BART's denoising pre-training involves corrupting input text with various noise functions — token masking, token deletion, sentence permutation, text infilling — and training the model to reconstruct the original text. This denoising objective makes BART particularly well-suited for text generation tasks that involve transformation of noisy or partial input, including document summarization from partial information, dialogue generation from sparse context, and question generation from passages. Fine-tuned BART models for summarization held state-of-the-art positions on CNN/DailyMail benchmarks for an extended period, establishing the effectiveness of denoising pre-training for abstractive summarization.

Conditional generation quality with encoder-decoder models benefits from beam search decoding, which maintains a set of partial hypotheses at each generation step and selects the globally highest-scoring complete sequence. Beam widths of 4–6 typically provide most of the quality improvement over greedy decoding with acceptable latency overhead for summarization and translation tasks. Length penalty parameters control the tendency of beam search to prefer short sequences — increasing the length penalty (alpha > 1.0) encourages longer outputs, which is important for tasks requiring comprehensive summaries rather than concise extractions.

Encoder-decoder model serving in production requires managing two separate execution phases — the encoder pass and the autoregressive decoder pass — which have different computational profiles. The encoder processes the full input in a single parallel pass, well-suited to batching multiple requests together. The decoder generates tokens autoregressively, with each step conditioned on all previous tokens, making it less efficient to batch than the encoder phase. Efficient encoder-decoder serving frameworks cache the encoder output (the key-value representations of the source sequence) and reuse it across all decoder steps, avoiding redundant re-encoding for each generation step.

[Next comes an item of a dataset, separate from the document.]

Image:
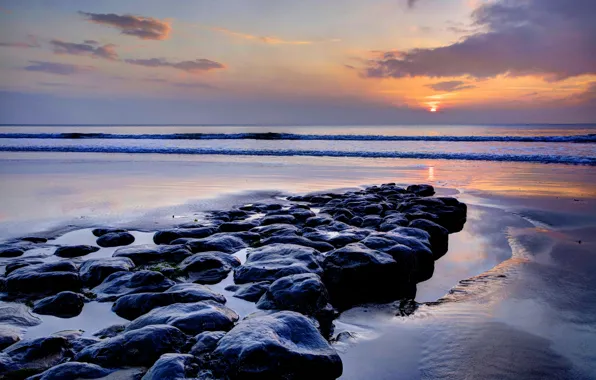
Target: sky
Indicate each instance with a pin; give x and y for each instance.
(297, 62)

mT5, the multilingual T5 variant, extends the text-to-text framework to 101 languages with a shared vocabulary of 250,000 sentencepiece tokens. Cross-lingual fine-tuning of mT5 on English task data transfers surprisingly effectively to other languages due to the shared representation space established during multilingual pre-training. For organizations handling documents in multiple languages without the resources to collect task-specific training data in every language, mT5 provides a practical foundation model that can be fine-tuned on English examples and deployed for cross-lingual inference with acceptable quality on the other supported languages.